そんな中、Xperiaシリーズは、昨年2月に発表されたフラッグシップモデル『Xperia 1 II』が、カメラやAV機能などにこだわった「ソニーらしい」スマートフォンとして、多くの方からご好評をいただいております。
滝沢:まずは「ソニーが好き」「Xperiaが好き」と、指名買いしてくださる方がたくさんいらっしゃいます。その上で、スマートフォンでできることが拡大していく中、より美しい写真を撮りたい、いい音で音楽を聴きたい、動画をもっと高画質・高音質に視聴したい、ゲームで勝つためにより高性能な端末が欲しいというニーズが高まっており、それを満たすハイスペックな製品としてXperiaが支持されていることを強く感じています。
滝沢:先代『Xperia 1 II』ではBuilt for speedというコンセプトを掲げていましたが、新しい『Xperia 1 III』ではこれをSpeed and beyondと改め、Speedを継承しつつ、さらにその先へ(=Beyond)ということを目指しました。
滝沢:もちろん通信速度のこともありますが、それだけではありません。『Xperia 1 II』で実現したカメラの高速オートフォーカスや、ディスプレイの高リフレッシュレート対応など、多くの意味を込め、それをBeyondすることに開発初期からこだわっています。中でも今回、特に大きな飛躍を遂げたのが可変式望遠レンズを搭載した新しいカメラです。詳しいことは後ほどお話しますが、これによって遠くの被写体もしっかり素早くピントを合わせて撮れるようになりました。
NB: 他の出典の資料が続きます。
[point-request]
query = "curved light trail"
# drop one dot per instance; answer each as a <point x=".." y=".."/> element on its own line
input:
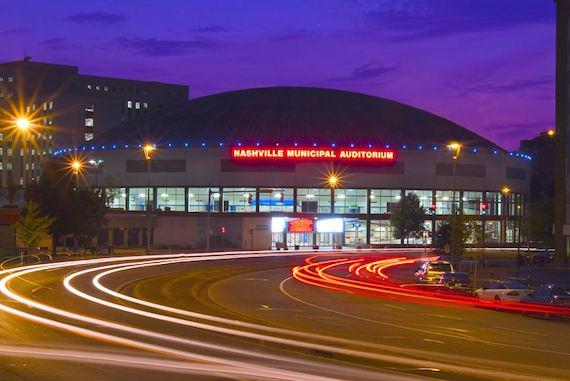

滝沢:先ほどお話しした、ハイスペックなスマートフォンを求めるお客さまに使ってほしいというのはもちろんなのですが、その中でも特に、Xperiaが掲げている「好きを極めたい人々に想像を超えたエクスペリエンスを」というビジョンのもと、Community of interestと呼ばれる、カメラ、オーディオ・ビジュアル、そしてゲームなどに強い関心を抱いている方々をメインターゲットとしております。
滝沢:はい、先代『Xperia 1 II』のトリプルレンズカメラ+3D iToFセンサーなどを受け継ぎつつ、好評だった高速オートフォーカスを軸に機能強化を行いました。その上で、広角カメラと比べてわずかに性能差があった望遠カメラの撮影性能についても大きく手を入れています。
滝沢:はい。『Xperia 1 III』ではより望遠域まで撮影できるようにして撮影の自由度を高めました。また、従来モデルと比べて望遠域でのオートフォーカス速度を高めたことで、さらに多くの被写体に対応。これによって遠くで元気に動き回っている子どもやペットをクローズアップして撮影できるようになるなど、ユースケースを大幅に拡大しています。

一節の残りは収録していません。